Sports giant ESPN says it will roll out new interactive TV applications by next summer, using standardized software platforms that have already been adopted by cable operators and consumer electronics manufacturers.
ESPN plans to deploy three interactive TV (iTV) applications: two based on the EBIF (Enhanced Binary Interchange Format) software specification that is already supported by most digital set-top boxes, and one using the new Tru2way software platform that is being rolled out in the latest digital set-tops as well as new digital television sets from manufacturers such as Samsung and Panasonic.

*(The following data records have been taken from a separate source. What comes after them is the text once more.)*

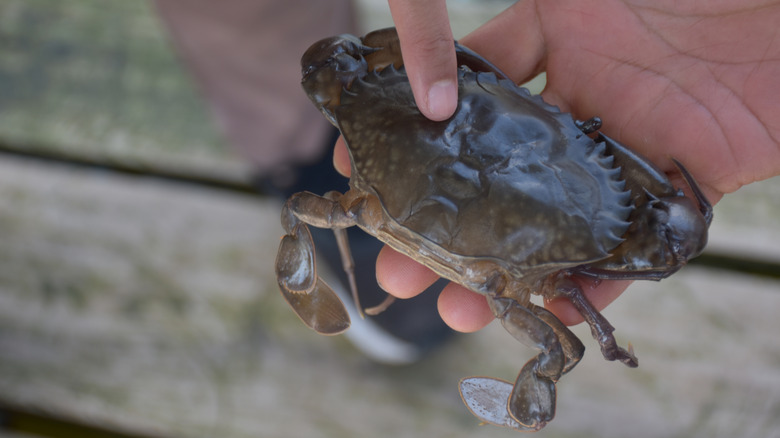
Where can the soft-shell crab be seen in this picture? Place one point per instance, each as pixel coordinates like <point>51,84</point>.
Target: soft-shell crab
<point>509,197</point>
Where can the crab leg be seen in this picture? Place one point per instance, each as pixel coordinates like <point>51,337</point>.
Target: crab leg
<point>531,401</point>
<point>600,328</point>
<point>296,270</point>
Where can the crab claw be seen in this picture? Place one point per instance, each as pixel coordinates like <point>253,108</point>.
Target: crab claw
<point>310,297</point>
<point>487,399</point>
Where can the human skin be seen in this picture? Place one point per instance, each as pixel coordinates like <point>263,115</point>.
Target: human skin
<point>697,81</point>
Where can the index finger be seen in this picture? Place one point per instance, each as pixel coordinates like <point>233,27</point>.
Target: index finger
<point>429,54</point>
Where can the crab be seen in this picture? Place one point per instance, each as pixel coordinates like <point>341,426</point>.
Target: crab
<point>509,197</point>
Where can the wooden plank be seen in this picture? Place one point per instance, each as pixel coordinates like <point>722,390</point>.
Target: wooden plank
<point>153,307</point>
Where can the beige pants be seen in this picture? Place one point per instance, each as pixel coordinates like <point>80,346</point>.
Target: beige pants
<point>245,55</point>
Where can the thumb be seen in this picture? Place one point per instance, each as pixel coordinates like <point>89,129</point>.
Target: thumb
<point>429,54</point>
<point>513,41</point>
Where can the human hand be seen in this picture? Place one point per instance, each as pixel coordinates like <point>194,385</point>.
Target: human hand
<point>699,83</point>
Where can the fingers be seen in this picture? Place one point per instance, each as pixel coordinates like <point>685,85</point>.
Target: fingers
<point>513,41</point>
<point>429,54</point>
<point>401,276</point>
<point>460,308</point>
<point>464,310</point>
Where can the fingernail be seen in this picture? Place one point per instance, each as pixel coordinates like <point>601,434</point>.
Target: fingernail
<point>442,99</point>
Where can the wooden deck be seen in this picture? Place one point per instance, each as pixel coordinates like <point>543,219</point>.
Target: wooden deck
<point>135,306</point>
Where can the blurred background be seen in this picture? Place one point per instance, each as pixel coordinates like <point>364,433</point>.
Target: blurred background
<point>137,296</point>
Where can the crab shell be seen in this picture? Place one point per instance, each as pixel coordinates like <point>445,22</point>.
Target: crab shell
<point>507,178</point>
<point>507,197</point>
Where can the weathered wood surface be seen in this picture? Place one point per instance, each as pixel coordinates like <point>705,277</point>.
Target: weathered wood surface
<point>150,306</point>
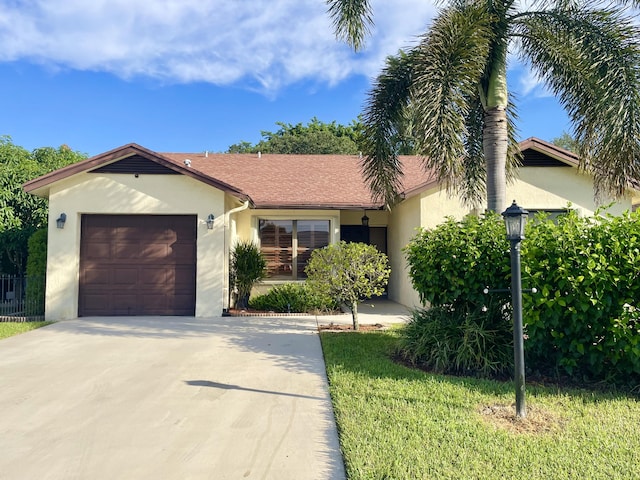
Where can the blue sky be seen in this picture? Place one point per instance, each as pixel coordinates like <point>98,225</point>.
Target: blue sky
<point>195,75</point>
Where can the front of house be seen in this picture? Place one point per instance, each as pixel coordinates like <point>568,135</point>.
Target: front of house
<point>149,233</point>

“ESPN has always been a leader when it comes to innovation and technology,” said Sean Bratches, ESPN executive vice president, sales and marketing, in a statement. “And we know that our fans tend to be early adopters of technology. Now with iTV technology more widely available and of more importance to our affiliates and our advertisers, we want to enhance the fan experience at home. We believe these applications will be hugely popular and further advance interactive television in the industry.”
ESPN says it will use the interactive applications to bring elements of the Internet to the living-room TV, allowing viewers to create customized data feeds and participate in on-screen, dynamic voting and polling using their existing digital set-top and remote control. Each of the three products will also include specific advertising overlays.
The applications, the names of which are still being finalized, include:
- ESPN My Vote (EBIF) – An interactive voting and polling feature that will be available during each live airing of SportsCenter, College Football Live, College Football telecasts, Major League Baseball telecasts and Baseball Tonight, with the potential to add additional programming before or after launch.
- ESPN In Game Extra (EBIF) – Will allow viewers the opportunity to obtain additional stats and information - player tracking, scores, standings, schedules - during live events.
- My Bottom Line (Tru2way) – Available in shows where ESPN currently displays a bottom line, this will allow fans to customize the scrolling information that appears on their screens. For example, a St. Louis fan could program the bottom line to include only St. Louis scores, no matter where they live. The application will also give additional access to stats, standings, research plus national polls, and can be programmed to provide information about fantasy players.
ESPN says it will incorporate the two EBIF applications, ESPN My Vote and ESPN In Game Extra into more than 3,000 events and shows per calendar year.